Les coûts administratifs pour les services de police scientifique des États membres devraient augmenter proportionnellement au nombre d’armes à feu saisies. Ces coûts ont été estimés à 574 564 EUR par an en ce qui concerne les coûts administratifs des rapports balistiques dans les 27 États membres, auxquels s’ajoute un montant annuel de 332 107 EUR pour les rapports balistiques sur les plans détaillés numériques.

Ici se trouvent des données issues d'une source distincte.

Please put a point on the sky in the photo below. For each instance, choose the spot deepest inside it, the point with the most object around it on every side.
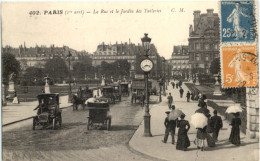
(167, 23)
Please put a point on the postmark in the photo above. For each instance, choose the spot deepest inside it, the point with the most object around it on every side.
(239, 66)
(238, 22)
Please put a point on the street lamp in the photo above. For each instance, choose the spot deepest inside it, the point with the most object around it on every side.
(146, 65)
(160, 81)
(164, 62)
(69, 93)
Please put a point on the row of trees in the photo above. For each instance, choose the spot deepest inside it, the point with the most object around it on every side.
(58, 71)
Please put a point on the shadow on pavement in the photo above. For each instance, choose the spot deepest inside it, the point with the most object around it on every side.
(123, 127)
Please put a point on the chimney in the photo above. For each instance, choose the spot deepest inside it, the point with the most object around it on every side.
(190, 29)
(210, 12)
(24, 47)
(196, 18)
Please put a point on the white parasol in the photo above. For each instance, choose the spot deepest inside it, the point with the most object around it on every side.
(234, 109)
(175, 114)
(199, 120)
(91, 100)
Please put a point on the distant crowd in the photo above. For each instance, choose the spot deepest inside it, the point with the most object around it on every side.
(208, 133)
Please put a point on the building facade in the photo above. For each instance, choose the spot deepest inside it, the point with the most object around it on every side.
(180, 60)
(125, 51)
(37, 56)
(203, 41)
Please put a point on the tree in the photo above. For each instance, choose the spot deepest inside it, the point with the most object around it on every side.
(33, 76)
(10, 65)
(56, 69)
(81, 69)
(115, 69)
(215, 66)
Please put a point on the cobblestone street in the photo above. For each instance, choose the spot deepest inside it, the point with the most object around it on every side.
(73, 140)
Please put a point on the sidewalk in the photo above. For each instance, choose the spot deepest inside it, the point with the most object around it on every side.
(15, 112)
(152, 146)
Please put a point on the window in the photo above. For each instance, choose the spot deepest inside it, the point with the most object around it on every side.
(216, 46)
(206, 57)
(206, 46)
(197, 46)
(197, 57)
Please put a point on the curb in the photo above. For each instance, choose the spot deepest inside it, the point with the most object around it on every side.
(132, 149)
(10, 123)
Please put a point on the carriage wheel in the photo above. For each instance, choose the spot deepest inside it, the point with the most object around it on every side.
(53, 124)
(108, 124)
(60, 121)
(88, 123)
(34, 122)
(113, 100)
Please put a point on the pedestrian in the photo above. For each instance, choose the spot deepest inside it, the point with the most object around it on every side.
(188, 96)
(183, 141)
(201, 136)
(209, 130)
(170, 100)
(192, 96)
(180, 83)
(217, 124)
(235, 131)
(173, 85)
(203, 109)
(170, 126)
(15, 100)
(181, 92)
(202, 99)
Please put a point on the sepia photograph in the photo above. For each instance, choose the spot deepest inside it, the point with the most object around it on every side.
(130, 80)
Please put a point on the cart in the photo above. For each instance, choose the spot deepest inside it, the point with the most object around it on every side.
(124, 89)
(98, 115)
(48, 111)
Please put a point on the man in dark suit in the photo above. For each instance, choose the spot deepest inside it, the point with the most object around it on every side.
(170, 126)
(217, 124)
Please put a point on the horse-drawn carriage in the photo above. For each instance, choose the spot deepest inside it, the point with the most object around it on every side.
(124, 89)
(117, 92)
(98, 115)
(108, 94)
(49, 112)
(138, 90)
(81, 97)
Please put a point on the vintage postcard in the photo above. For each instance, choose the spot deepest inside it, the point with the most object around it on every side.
(129, 80)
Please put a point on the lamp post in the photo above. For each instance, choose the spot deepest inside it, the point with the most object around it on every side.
(164, 61)
(146, 65)
(69, 93)
(160, 85)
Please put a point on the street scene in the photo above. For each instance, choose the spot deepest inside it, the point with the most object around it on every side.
(122, 81)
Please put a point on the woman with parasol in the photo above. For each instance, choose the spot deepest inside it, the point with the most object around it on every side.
(183, 141)
(234, 137)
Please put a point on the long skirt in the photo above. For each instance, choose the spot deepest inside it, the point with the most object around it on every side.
(235, 135)
(183, 141)
(15, 100)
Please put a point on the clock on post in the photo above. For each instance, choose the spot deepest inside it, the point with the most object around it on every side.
(146, 65)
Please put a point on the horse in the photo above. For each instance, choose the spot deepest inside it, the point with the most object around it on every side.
(77, 101)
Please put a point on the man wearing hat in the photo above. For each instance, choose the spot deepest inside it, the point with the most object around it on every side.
(170, 126)
(217, 124)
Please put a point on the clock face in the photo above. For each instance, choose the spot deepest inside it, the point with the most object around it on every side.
(146, 65)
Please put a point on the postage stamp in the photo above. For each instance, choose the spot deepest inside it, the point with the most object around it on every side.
(239, 66)
(238, 22)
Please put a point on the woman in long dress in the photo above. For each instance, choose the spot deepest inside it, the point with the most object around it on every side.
(235, 131)
(183, 141)
(201, 137)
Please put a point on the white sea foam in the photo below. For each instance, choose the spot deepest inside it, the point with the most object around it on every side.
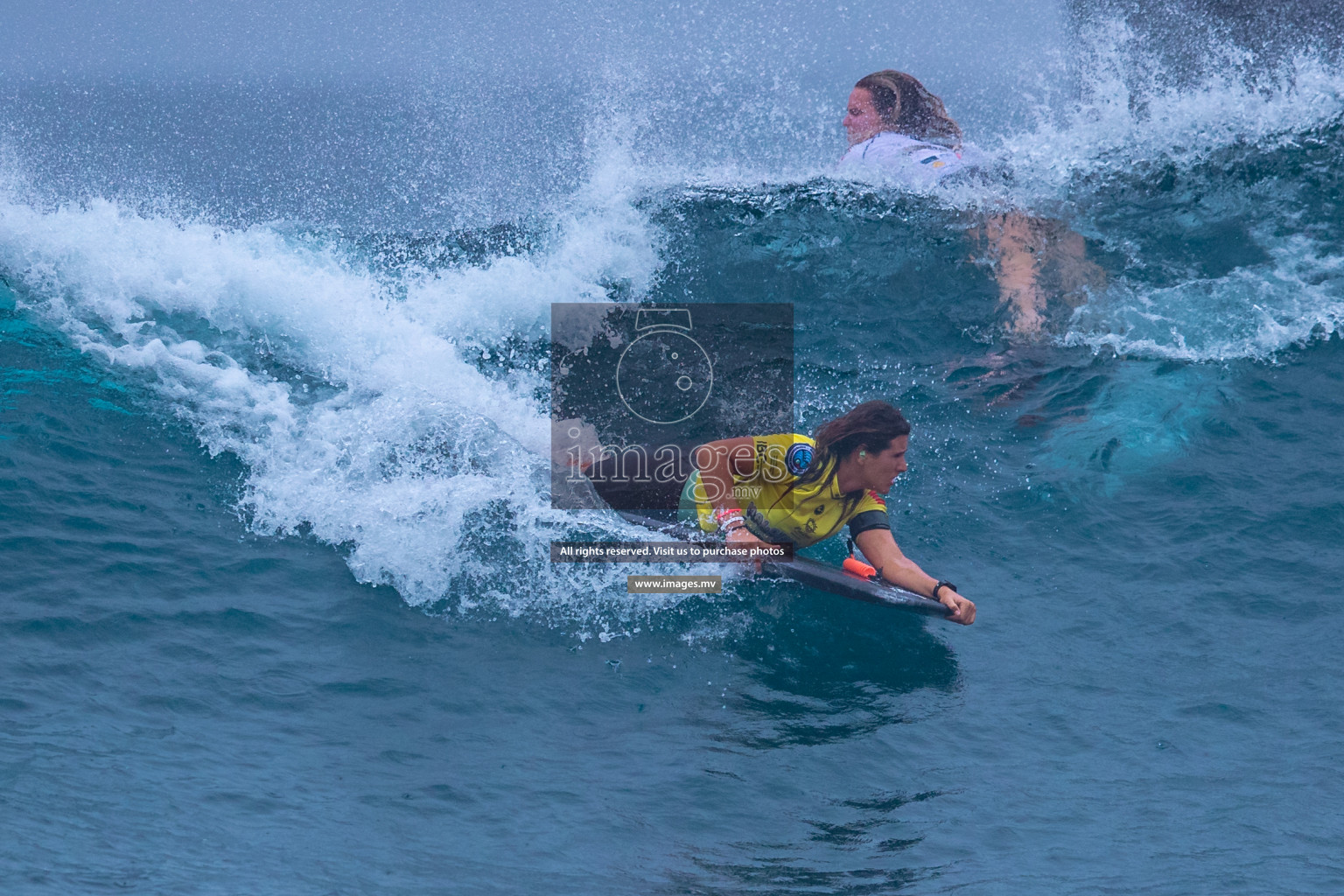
(430, 473)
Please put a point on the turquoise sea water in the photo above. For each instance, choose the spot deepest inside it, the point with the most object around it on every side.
(277, 615)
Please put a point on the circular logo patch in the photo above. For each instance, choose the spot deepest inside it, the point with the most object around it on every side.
(797, 458)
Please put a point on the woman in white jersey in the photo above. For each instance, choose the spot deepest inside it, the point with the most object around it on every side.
(897, 125)
(902, 130)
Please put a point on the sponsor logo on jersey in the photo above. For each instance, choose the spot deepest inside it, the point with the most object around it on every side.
(797, 458)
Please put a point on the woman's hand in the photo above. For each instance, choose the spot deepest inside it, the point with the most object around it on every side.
(962, 610)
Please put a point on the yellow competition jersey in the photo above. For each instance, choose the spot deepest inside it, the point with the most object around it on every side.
(776, 509)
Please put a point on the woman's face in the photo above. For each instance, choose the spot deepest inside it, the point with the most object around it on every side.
(862, 120)
(882, 468)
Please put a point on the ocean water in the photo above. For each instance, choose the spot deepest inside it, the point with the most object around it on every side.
(277, 614)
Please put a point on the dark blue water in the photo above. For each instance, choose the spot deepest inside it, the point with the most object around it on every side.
(277, 615)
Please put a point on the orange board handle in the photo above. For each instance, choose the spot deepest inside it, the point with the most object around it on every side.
(859, 569)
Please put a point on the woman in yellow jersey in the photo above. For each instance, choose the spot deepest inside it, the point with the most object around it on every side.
(792, 488)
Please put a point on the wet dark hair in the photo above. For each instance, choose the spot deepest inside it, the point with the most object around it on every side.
(872, 426)
(906, 107)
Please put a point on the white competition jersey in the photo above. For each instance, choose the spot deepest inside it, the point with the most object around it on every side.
(910, 160)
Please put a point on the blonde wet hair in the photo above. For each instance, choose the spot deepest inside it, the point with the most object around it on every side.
(907, 108)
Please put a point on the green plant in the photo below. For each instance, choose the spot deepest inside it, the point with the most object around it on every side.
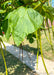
(25, 20)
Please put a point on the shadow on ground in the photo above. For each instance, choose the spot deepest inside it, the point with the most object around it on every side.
(15, 67)
(31, 49)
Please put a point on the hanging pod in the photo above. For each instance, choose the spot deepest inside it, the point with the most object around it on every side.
(42, 52)
(1, 49)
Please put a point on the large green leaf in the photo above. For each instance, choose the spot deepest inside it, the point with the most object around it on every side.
(2, 11)
(22, 22)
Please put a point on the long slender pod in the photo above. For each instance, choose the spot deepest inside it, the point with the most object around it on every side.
(3, 58)
(52, 30)
(37, 47)
(42, 53)
(44, 24)
(49, 34)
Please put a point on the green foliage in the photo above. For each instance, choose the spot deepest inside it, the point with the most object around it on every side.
(22, 22)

En outre, les coûts administratifs liés à la mise en place et au développement complets de points focaux nationaux «armes à feu» dans l’ensemble des 27 États membres sont estimés à 12 070 917 EUR et ceux liés à l’harmonisation des données relatives aux armes à feu dans les bases de données nationales à 10 800 000 EUR, tous États membres confondus.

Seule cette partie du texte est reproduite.